Bulk is first recorded in 1318 when it was a township of scattered places and hamlets without a particular centre. These included the hamlet of Newton and also a place called Ridge ‘Rigge’.
It also included Dolphinlee, but this wasn’t recorded until 1533 when it was ‘Dolfenlee’ and ‘Dolfenley’.
 
It is Newton that was recorded in the Domesday Book when it was literally the new ‘tun’. A ‘tun’ was a larger settlement and later an estate. Newton may well have been a new estate formed in the Viking era as the larger estates were breaking up.
In 1094 the foundation charter for Lancaster Priory in 1094 referred to a mansion (essentially a manor house) at Newton. Newton Beck marks roughly where Newton will have been sited.
 
The ground rises to 280 feet along a long ridge. Bulk is thought to most likely derive from the Old Norse ‘bulki’ meaning ‘a heap’ or ‘cargo’. This became the Middle English ‘bulk’, meaning ‘a heap’.

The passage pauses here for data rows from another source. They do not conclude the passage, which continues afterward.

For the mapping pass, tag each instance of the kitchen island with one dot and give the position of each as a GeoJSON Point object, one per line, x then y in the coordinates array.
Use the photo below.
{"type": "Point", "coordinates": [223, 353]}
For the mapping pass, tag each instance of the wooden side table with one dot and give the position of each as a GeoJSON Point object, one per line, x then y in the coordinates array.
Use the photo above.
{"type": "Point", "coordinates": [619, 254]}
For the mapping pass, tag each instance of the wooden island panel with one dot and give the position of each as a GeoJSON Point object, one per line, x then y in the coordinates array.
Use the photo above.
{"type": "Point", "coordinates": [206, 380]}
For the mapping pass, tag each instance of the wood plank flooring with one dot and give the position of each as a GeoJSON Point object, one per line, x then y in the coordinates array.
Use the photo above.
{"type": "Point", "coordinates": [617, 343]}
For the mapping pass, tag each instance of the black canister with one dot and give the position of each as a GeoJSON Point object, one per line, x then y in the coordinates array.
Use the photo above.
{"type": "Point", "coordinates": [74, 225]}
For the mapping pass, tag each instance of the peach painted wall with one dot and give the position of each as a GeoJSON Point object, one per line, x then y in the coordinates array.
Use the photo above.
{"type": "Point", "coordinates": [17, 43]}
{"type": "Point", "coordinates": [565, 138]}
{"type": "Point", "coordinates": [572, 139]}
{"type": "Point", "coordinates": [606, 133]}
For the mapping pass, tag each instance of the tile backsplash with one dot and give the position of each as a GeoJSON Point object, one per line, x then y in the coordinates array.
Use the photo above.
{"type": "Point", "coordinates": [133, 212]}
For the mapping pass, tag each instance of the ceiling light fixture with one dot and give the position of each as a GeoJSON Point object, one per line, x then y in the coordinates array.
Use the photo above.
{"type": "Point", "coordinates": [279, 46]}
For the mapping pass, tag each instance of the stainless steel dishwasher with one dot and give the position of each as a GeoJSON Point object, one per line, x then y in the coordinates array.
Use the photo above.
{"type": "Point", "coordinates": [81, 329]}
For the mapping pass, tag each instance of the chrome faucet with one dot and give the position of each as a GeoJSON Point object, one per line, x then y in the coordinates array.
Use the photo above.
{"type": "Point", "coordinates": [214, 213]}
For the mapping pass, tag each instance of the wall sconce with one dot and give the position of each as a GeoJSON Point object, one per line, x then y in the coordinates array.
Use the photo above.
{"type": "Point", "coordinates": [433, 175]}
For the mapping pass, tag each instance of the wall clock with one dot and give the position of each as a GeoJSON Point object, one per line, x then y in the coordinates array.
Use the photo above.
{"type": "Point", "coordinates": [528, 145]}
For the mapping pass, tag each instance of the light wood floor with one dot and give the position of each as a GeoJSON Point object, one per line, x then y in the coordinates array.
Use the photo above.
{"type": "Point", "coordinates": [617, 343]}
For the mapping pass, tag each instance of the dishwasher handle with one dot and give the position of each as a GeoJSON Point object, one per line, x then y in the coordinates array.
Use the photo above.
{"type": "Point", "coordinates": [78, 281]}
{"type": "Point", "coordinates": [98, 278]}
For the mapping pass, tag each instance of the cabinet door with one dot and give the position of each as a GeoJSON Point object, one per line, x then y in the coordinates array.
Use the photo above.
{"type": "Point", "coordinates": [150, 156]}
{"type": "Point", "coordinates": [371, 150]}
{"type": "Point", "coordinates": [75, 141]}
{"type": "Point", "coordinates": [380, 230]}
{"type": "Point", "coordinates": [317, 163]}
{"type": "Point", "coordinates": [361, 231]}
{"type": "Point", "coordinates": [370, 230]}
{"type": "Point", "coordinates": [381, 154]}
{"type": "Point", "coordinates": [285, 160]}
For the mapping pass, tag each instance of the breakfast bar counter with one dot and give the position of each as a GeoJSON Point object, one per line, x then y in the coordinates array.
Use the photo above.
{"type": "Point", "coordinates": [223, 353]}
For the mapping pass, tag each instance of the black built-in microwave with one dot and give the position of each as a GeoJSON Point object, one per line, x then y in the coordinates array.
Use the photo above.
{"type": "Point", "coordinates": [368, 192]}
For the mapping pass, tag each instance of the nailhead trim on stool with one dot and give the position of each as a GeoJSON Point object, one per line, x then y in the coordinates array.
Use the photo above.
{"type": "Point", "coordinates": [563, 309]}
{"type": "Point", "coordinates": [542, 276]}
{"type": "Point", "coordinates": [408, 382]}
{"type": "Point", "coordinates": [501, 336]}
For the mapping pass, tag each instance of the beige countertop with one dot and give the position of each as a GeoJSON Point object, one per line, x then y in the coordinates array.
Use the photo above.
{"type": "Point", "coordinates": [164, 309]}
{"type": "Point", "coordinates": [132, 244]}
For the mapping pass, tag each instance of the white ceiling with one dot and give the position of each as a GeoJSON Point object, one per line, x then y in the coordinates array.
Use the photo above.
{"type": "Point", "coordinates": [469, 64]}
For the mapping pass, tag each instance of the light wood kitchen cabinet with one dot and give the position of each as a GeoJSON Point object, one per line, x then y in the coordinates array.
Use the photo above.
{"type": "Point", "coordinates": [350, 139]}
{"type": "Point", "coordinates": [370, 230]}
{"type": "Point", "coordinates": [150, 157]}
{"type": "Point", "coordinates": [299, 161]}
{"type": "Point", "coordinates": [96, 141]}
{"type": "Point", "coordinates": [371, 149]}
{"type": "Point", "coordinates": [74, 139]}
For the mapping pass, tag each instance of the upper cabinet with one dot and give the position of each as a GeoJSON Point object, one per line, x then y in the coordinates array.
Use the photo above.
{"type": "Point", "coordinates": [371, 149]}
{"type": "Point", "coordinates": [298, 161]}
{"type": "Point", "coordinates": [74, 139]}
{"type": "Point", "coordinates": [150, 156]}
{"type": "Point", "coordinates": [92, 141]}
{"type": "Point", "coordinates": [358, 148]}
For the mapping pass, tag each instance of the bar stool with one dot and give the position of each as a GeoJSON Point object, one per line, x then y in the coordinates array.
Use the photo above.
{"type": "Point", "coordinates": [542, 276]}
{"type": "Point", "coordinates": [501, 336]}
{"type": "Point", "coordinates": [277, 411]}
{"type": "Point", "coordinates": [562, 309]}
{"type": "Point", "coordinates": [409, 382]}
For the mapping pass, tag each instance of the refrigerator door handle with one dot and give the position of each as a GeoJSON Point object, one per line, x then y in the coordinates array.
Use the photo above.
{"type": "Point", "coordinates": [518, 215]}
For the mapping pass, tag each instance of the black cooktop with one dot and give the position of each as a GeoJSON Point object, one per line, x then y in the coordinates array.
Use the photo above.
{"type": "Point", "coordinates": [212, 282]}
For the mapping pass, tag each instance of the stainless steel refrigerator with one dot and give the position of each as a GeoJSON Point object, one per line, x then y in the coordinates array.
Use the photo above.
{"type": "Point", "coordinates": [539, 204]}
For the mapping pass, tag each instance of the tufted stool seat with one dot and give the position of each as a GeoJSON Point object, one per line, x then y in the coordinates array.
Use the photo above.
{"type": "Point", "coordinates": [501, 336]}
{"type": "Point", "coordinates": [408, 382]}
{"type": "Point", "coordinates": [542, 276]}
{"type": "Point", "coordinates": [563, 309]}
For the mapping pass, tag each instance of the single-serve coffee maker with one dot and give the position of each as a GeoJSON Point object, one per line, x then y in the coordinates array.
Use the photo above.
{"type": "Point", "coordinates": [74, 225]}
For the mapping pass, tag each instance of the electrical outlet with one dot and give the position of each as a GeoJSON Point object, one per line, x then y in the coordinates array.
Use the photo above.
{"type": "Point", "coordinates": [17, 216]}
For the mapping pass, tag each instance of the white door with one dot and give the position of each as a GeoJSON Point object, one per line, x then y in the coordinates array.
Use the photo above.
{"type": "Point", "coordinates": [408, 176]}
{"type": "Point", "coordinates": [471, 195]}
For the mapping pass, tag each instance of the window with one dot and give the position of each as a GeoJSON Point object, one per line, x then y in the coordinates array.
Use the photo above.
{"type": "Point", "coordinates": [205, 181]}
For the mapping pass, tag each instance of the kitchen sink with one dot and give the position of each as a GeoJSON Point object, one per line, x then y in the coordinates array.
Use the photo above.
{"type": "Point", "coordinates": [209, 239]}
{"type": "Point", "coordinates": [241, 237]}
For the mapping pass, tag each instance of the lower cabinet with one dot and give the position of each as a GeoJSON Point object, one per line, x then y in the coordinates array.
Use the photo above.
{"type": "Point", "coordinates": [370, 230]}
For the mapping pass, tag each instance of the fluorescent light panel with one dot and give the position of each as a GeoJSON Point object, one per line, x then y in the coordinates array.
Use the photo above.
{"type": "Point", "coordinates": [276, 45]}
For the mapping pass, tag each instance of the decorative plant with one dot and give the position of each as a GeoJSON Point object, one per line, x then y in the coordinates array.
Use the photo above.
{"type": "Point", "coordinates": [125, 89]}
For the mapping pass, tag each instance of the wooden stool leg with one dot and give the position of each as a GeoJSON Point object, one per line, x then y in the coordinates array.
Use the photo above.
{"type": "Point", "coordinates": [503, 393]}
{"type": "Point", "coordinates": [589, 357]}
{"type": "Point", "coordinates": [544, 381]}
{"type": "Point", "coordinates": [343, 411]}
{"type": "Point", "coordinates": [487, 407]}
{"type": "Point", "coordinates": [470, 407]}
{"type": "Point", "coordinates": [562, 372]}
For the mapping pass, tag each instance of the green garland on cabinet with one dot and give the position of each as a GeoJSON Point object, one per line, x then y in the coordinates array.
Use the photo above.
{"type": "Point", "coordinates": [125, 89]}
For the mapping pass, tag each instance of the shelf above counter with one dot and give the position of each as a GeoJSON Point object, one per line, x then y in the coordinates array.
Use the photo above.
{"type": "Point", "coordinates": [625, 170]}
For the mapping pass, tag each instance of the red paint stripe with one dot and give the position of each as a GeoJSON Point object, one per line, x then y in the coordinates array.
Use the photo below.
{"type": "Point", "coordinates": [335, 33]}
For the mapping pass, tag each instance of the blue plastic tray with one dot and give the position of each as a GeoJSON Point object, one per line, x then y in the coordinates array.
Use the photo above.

The name probably came from the appearance of the ridge that is the defining characteristic of the township. Bulk seems to have stretched all the way to roughly where J34 of the M6 is today.
 
Dolphinlee comes from the Scandinavian name Dolfin and the Old English ‘leah’. ‘Leah’ originally meant a clearing in woodland, but later meant pasture or meadow.
 
In the late 1500s and 1600s, Bulk was owned by the Roman Catholic Dalton family of Thurnham Hall. Dolphinlee was a centre for Roman Catholicism and Mass was held there illegally.
 
The photo shows an aerial view of Lancaster showing the slope up to Ridge to top right. Newton Beck comes out near the present junction of Langdale Road and Caton Road which is not far past the chimney (now Standfast and Barracks).